Image: Skip the Budgie, courtesy Flickr
Oh, to be a fly on the auditory cortex!
That, in a manner of speaking, is exactly what a group of researchers working in Berkeley and San Francisco have done. Measurements of electrical signals in the region of the brain that processes speech enabled the group to decode the words a subject was hearing—in essence, a form of neural eavesdropping.
The goal was far nobler than finding out what your boss really thinks of you or what is going on in the neighboring cubicle. The research sheds light on how the brain sorts out sounds and turns it into language. "The hope," says Brian Pasley, a post-doctoral researcher at the University of California, Berkeley, and lead author on the study, "is that this knowledge can be utilized to help restore communication in the severely disabled." The work could complement other efforts to reconstruct speech using muscle movements in the vocal tract, lips and tongue.
The researchers—who also hailed from the University of Maryland, College Park, Johns Hopkins University and the University of California, San Francisco—published their work today in PLoS Biology (pdf).
During the experiment, subjects listened to words on a loudspeaker or piped through earbuds: sometimes just isolated words like "jazz" or "property"; pseudo-words like "fook" and "nim"; and in a few cases full sentences. Later, the research team studied a record of this activity as it appeared in the brain's auditory cortex, the region that processes what is heard, allowing the comprehension of language, along with other sounds.
The subjects, 15 volunteers with normal language skills, also happened to be undergoing neurosurgical treatments for epilepsy or brain tumors. Because their brain activity was already being monitored at the cortex's surface for seizures, the researchers could examine these direct cortical measurements for their auditory study. Pasley explains that it would have been impossible to have access to such brain scans without these volunteers.
Pasley and colleagues crafted an algorithm—a computational model—to map the sound a listener was hearing to the electrode's measurements. The model could then "learn" how to match sound to the brain's electrical signals.
Next, researchers tested their model by turning the tables: Starting with a listener's brain activity, they used the model to reconstruct the word that a listener had heard. Specifically, the model reconstructed a sound, resembling but not immediately recognizable as a word. To close the loop, the researchers then looked through a set of 47 words to find one that most closely matched the model’s sound.
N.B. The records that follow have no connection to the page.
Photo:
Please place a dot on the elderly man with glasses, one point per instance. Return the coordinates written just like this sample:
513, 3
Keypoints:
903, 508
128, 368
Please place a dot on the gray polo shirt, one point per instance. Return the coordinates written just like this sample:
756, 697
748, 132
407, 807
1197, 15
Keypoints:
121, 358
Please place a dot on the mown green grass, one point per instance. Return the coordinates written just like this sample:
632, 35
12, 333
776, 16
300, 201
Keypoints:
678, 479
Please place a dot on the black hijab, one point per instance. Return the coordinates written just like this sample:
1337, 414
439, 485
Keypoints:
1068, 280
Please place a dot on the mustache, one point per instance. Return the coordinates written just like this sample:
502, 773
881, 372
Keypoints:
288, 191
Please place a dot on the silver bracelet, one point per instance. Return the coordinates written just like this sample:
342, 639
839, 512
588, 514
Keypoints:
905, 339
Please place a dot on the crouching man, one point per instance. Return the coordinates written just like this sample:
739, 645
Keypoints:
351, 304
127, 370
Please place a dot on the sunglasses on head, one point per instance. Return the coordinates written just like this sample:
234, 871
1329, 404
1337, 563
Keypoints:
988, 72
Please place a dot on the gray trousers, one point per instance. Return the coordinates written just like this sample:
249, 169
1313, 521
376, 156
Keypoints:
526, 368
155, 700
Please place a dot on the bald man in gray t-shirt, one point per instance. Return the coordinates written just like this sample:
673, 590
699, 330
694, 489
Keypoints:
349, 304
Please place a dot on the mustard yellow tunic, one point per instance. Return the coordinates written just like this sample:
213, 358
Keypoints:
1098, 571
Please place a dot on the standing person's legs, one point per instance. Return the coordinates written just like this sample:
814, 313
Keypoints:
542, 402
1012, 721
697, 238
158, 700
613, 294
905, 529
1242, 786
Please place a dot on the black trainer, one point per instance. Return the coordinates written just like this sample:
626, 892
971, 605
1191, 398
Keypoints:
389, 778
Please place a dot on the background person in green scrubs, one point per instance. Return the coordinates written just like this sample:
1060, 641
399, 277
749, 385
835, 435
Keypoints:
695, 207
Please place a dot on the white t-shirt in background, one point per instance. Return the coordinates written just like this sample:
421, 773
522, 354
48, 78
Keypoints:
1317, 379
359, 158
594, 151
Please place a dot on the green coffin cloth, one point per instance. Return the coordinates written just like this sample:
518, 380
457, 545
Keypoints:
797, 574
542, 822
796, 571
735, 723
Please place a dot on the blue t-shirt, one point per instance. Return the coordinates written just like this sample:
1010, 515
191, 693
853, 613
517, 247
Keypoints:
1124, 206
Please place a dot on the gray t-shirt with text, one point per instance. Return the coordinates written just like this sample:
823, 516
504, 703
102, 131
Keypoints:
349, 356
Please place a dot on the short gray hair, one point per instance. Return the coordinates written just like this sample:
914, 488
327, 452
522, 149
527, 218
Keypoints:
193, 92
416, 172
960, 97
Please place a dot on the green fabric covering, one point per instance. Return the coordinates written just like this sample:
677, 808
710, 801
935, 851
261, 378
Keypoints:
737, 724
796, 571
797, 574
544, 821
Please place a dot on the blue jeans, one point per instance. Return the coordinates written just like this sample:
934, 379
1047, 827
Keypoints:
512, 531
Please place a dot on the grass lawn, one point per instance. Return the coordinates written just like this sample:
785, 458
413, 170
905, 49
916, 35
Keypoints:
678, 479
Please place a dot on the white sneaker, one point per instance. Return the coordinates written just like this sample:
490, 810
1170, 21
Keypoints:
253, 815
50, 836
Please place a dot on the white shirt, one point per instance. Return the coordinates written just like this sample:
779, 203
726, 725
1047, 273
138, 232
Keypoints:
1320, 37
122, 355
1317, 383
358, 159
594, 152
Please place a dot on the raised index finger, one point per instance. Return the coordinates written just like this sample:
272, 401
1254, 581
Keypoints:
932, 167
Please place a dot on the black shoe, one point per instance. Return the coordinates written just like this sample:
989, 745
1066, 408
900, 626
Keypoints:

Not only could they successfully "eavesdrop" via cortical activity, the researchers created two versions of their model to account for different features of sound. One version of their computational model made use of a linear representation of sound, called a spectrogram, which plots frequency over time. The other version used a nonlinear representation of sound called a modulation model. Pasley explains that in the linear version, sound rhythms are coded by the brain’s oscillations whereas in the nonlinear version, rhythms are conveyed by the overall level of brain activity. At a slow speech rhythm, both models work well, but at faster rhythms the nonlinear sound representation creates a more accurate model.
This technique could improve speech-recognition technology. Although smart phones do a decent job, anyone who's received a cryptic Google voice transcription knows that speech recognition still is not perfect.